Goldstein found out she was pregnant in 2012, the same year she began start up fundraising for Three Day Rule. In an essay published this month in Fortune magazine, Goldstein shared a journal entry from April 2012.

“It’s awful knowing that the second I reveal that I am pregnant, investors will suddenly second guess whether I am capable enough to run a company.

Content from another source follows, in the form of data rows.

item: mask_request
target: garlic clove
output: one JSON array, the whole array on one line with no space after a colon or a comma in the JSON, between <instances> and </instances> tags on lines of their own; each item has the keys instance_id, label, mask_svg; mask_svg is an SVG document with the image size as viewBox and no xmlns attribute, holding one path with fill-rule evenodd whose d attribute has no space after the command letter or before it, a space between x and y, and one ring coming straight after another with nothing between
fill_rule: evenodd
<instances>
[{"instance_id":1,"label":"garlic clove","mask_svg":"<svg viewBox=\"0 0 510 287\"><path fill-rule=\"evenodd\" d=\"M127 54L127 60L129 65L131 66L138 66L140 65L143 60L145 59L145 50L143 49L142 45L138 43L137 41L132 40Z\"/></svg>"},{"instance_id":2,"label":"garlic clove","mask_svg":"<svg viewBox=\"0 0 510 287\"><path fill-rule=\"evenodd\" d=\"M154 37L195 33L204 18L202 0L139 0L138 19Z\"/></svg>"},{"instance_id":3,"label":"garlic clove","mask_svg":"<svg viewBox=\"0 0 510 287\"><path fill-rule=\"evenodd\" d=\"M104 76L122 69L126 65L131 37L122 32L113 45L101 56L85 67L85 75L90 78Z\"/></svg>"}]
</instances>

So, I am going to hide my pregnancy as long as I can,” Goldstein wrote in her journal.

Goldstein, who lives in Los Angeles, told ABC News that she worried investors would not take a pregnant CEO seriously so she covered up.

“In one meeting it was 80 degrees outside and I wore a trench coat,” she recalled. “But I thought, better off looking ridiculous than looking pregnant.”

Goldstein took the measures to cover up even though she and her husband, Aaron Goldstein, say they were thrilled to be expecting their first child.

“It’s sad that she had to hide it,” Aaron Goldstein, a lawyer, said of his wife. “You should be able to wear your pregnancy proudly, I guess.”

Goldstein says she felt the need to hide her pregnancy even more after calling “a bunch” of her advisers and asking them if they would invest in a pregnant CEO, all without telling them that she herself was pregnant.

“They all, very openly, told me they would not…it’s a huge red flag,” Goldstein said. “I felt like it was the only decision that I had and I didn’t want to sabotage our company.”

Once her pregnancy became common knowledge, Goldstein wrote that she was “shocked” by her colleagues’ reactions.

“Instead of congratulating me, as they would for a woman in a different career, they expressed confusion about why I wanted to continue to work hard and grow the company,” she wrote in Fortune.

Goldstein went on to deliver her son, Max, while also raising enough funding to turn Three Day Rule from “a pipedream to a powerhouse.”

The company is now about to embark on a new expansion plan, and Goldstein is pregnant again, due to deliver a girl in November.

“I’m going to wear tight clothes and show it off and we’ll see what happens,” Goldstein told ABC News of her new approach with this pregnancy.